It's SIFF season! Seattle's favorite film fest returns this month with 262 films over 11 days (April 14–24) screening both in-person and online. We're rounding up some of our favorites. Every day, expect two more recommendations on Slog.


KNOW YOUR PLACE
US, 2022, 118 min, Dir. Zia Mohajerjasbi

Vanishing black boys of Seattle...
Vanishing black boys of Seattle... Courtesy Zia Mohajerjasbi

LA/206 director Zia Mohajerjasbi's debut feature Know Your Place is a film that everyone in Seattle (and all other major cities) should (must) watch. It is a packed work, and so unpacking it all is nothing but impossible within the obvious attentional limits imposed on blog posts. But, I will begin by saying the star of this film is, above all, Seattle. But this star has two important and different parts. One: the city that's becoming, class wise, homogenous. This kind of city has less and less space for the working classes. Two: the city that's losing its color. Black Americans were the first to go. Now it's black Africans. Next will be East Asian Americans. Know Your Place takes place in the now.

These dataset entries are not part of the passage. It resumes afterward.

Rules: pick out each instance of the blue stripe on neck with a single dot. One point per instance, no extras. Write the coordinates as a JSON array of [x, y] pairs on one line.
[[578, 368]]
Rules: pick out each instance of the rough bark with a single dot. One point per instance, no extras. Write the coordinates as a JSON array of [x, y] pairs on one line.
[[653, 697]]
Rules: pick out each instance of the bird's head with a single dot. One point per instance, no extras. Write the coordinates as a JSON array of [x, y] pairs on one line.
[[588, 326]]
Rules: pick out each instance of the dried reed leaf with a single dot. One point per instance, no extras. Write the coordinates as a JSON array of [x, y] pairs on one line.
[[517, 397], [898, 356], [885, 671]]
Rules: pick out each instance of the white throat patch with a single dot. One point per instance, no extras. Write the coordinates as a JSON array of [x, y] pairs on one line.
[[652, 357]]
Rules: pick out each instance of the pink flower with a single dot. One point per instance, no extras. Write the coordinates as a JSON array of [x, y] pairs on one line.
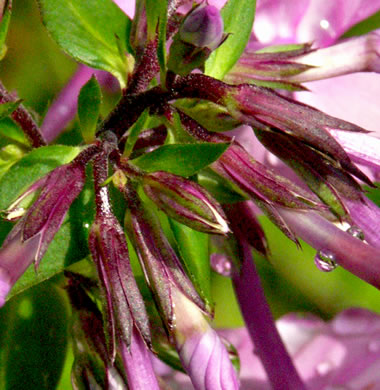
[[341, 354]]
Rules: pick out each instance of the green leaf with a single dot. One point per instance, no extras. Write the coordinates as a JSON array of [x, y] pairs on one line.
[[89, 31], [161, 46], [134, 132], [10, 131], [69, 245], [89, 101], [6, 109], [221, 189], [33, 339], [181, 159], [4, 24], [153, 12], [193, 247], [32, 167], [238, 16]]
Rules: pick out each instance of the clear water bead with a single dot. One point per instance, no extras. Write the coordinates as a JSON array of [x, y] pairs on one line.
[[356, 232], [221, 264], [325, 261]]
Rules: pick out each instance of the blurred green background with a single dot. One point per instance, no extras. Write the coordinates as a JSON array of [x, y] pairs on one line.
[[36, 68]]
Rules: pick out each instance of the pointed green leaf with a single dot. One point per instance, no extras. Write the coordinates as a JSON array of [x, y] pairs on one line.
[[33, 340], [10, 131], [161, 46], [153, 12], [238, 16], [181, 159], [4, 24], [193, 247], [89, 31], [89, 101], [32, 167]]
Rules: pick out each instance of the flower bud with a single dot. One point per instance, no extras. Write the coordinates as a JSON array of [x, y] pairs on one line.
[[264, 109], [30, 238], [203, 27], [186, 202], [124, 302], [161, 264], [202, 353]]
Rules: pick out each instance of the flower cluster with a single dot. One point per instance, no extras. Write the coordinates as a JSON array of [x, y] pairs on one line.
[[168, 182]]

This used to be your town, too.
This used to be your town, too. Courtesy Zia Mohajerjasbi

The story of Know Your Place is profoundly black African. It's the odyssey of a 15-year-old (Robel Haile) who is tasked with hand-hauling, from one end of the city to the other, a huge and heavy suitcase to a family friend who is returning to East Africa. I can attest to the authenticity of this plot. When an African returns home from the States, they not only take their own things but those of relatives and friends. I once recall taking a long bus ride to Shoreline to give a Zimbabwean friend a bag filled with vitamins for a sick family member in Harare. In the case of Robel, the suitcase he pulls around Seattle (on the sidewalk, onto this and that bus, into a Link train or the trunk of a cab) contains, among other things, medicine.

But impressed on this black African American plot, which also involves Robel's best friend (Fahmi Tadesse), and the fact that the former is Eritrean and the latter Ethiopian deserves another level of unpacking, is the narrative sensibility of 1990s Iranian cinema—more specifically, the cinema of the late Iranian director Abbas Kiarostami; more specifically yet, Kiarostami's Where Is the Friend's House?, which is the first part of a trilogy that ends with one of the greatest films of the 1990s, Through the Olive Trees. But where Mohajerjasbi, an Iranian American, parts with Kiarostami and the Iranian New Wave of the 1990s is his commitment to beauty (or aesthetic realism).

Indeed, a part of the sadness that courses through Know Your Place has as its source an unsaid consequence of the raw displacement of POCs by primarily wealthy white Americans: Not only can POCs not afford to live in the city but, more importantly (and spiritually), they can't afford to live in a beautiful city. In the pre-gentrification days, one did not need a tech job or large inheritance to access the darkling light of Seattle, its large population of big and leafy-thick trees, its glorious sunsets, and even the calming music of its rain. In this film, Mohajerjasbi presents something that is entirely new (if not revolutionary): a political economy of urban beauty.

Playing at SIFF Egyptian on Sunday, April 17 at 4 pm and at Ark Lodge Cinemas on Tuesday, April 19 at 5:45 pm. Director Zia Mohajerjasbi scheduled to attend.